Budget constraints have meant that the state and local jurisdictions have not hired enough public health workers to manage a bioterrorism crisis, said Dr. Tara J. O'Toole, director of the Johns Hopkins University Center for Civilian Biodefense Strategies.

Local authorities still need to devise a better system to help doctors communicate with each other during an outbreak, she said.

And local officials need to figure out a faster and more efficient way to distribute vaccines and antibiotics to health care workers, so they can treat a possible influx of infected people, O'Toole said: "We should have done more, but at this point we need to look ahead."

The Coast Guard is in the process of calling up about 3,000 reservists - more than a third of its total reserves - on the Atlantic coast.

"The orange alert means additional security measures within the ports and waterways; what that will mean is that the Coast Guard will be more visible and vigilant," said Lt. Cmdr. Brendan McTherson, a spokesman for the Atlantic Area Command in Portsmouth, Va.
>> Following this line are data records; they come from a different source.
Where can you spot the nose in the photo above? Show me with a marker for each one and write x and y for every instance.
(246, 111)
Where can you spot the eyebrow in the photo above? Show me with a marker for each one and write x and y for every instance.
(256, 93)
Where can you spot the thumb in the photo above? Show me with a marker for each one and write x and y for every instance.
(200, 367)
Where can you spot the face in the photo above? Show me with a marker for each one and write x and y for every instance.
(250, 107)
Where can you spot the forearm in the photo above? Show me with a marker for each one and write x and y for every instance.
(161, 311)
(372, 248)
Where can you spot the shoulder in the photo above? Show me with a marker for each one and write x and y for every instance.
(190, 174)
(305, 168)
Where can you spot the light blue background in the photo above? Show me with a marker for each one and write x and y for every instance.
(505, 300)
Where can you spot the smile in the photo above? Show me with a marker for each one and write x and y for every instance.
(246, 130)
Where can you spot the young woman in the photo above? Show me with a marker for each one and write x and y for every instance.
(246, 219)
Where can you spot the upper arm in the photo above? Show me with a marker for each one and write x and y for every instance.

Craig Nesbit, spokesman for Exelon Corp.'s nuclear operations, which runs the Peach Bottom nuclear power plant in York County, Pa., said that company has tightened security.

"There are certain things that we do each time the level is elevated," he said. Access to the plant becomes more restricted, with some contract workers and nonessential employees told to stay away. Some projects at the plant might be postponed as well, he said.

Security also has been increased at the Calvert Cliffs nuclear power plant, on the Chesapeake Bay in Lusby, according to Ellen Kane, spokeswoman for Constellation Energy Group, which runs the facility in Southern Maryland. She refused to describe those precautions even in general, citing the need to keep security measures confidential.

Staff writers Ryan Davis, Andrew A. Green, Mary Gail hare, Jason Song and Timothy B. Wheeler and the Associated Press contributed to this article.